Se os anjos existissem, tremeriam de ouvir tantas patranhas. A verdade da história incessantemente é voltada de cabeça para baixo pelo MPLA. O tardo netismo existente evidencia a fronteira porosa que se levanta entre o terrorismo de Estado do passado e o regime de excepção dos dias actuais que se limita a fazer algumas promessas de sentido opaco, mas sem um roteiro sério de clarificação dos problemas de fundo sobre a sangrenta repressão do 27 de Maio. Declarar de forma reiterada, como o faz a cada passo o senhor ministro da Justiça, que o governo está na disposição de emitir certidões de óbito e erigir um memorial às vítimas, como se isso fosse suficiente, é mais um jogo de máscaras já conhecido no MPLA.

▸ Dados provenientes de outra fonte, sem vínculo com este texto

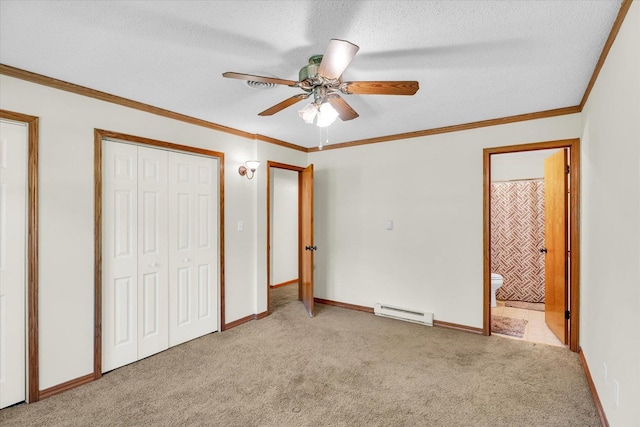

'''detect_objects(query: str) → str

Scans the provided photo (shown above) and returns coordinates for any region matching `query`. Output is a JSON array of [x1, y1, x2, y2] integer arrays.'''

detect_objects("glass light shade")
[[298, 103, 317, 124], [315, 102, 339, 127], [245, 160, 260, 171]]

É visível no senhor ministro o constrangimento de ter que dar explicações que lhe são determinadas pela cúpula do poder político, razão por que tenho dúvidas se ele próprio acredita no que está a fazer. O Bureau Político do MPLA não quer que se apurem responsabilidades no tocante à loucura dos massacres e assassinatos do 27 de Maio. A primeira responsabilidade da culpa recai evidentemente sobre as costas de Agostinho Neto e dos homens da sua Távola Redonda. Só os mal-intencionados e perversos ousam afirmar o contrário.

Quanto ao senhor ministro, ele vai fazendo o que pode, subtrai o fogo do seu coração e comporta-se qual um comediante que expressa os interesses do Estado e do Partido e repete o discurso ditado pelo seu Príncipe, o general João Lourenço. Faltam-lhe, no entanto, as virtudes e o talento necessários para ser um comediante por excelência, capaz de realizar o lance teatral natural e verdadeiro, o lance pleno de cenas eloquentes, de que fala Denis Diderot, pensador do Iluminismo; lance que causa “sensação e efeito” e toca até os corações mais empedernidos: pois “as entranhas comovem-se, solta-se um grito, a cabeça perde-se e as lágrimas correm”[2]. Este, sim, é o grande comediante. Reconhecidamente o ministro não possui estas qualidades que lhe permitiriam dissimular um hábito enraizado na personalidade do regime político do MPLA: a predisposição para burlar todas as expectativas, em especial as que têm a ver com a memória e a história do país. O ministro, a bem dizer, só está bem no papel que desempenha se o analisarmos pelo avesso. Ou seja, pelos truques que realiza para enganar a realidade. Cada vez que fala sentimos sempre no ar a trajectória de um punhal a cravar-se-nos na alma e a destruir-nos a esperança de que algum dia os atrozes acontecimentos do 27 de Maio venham efectivamente a esclarecer-se.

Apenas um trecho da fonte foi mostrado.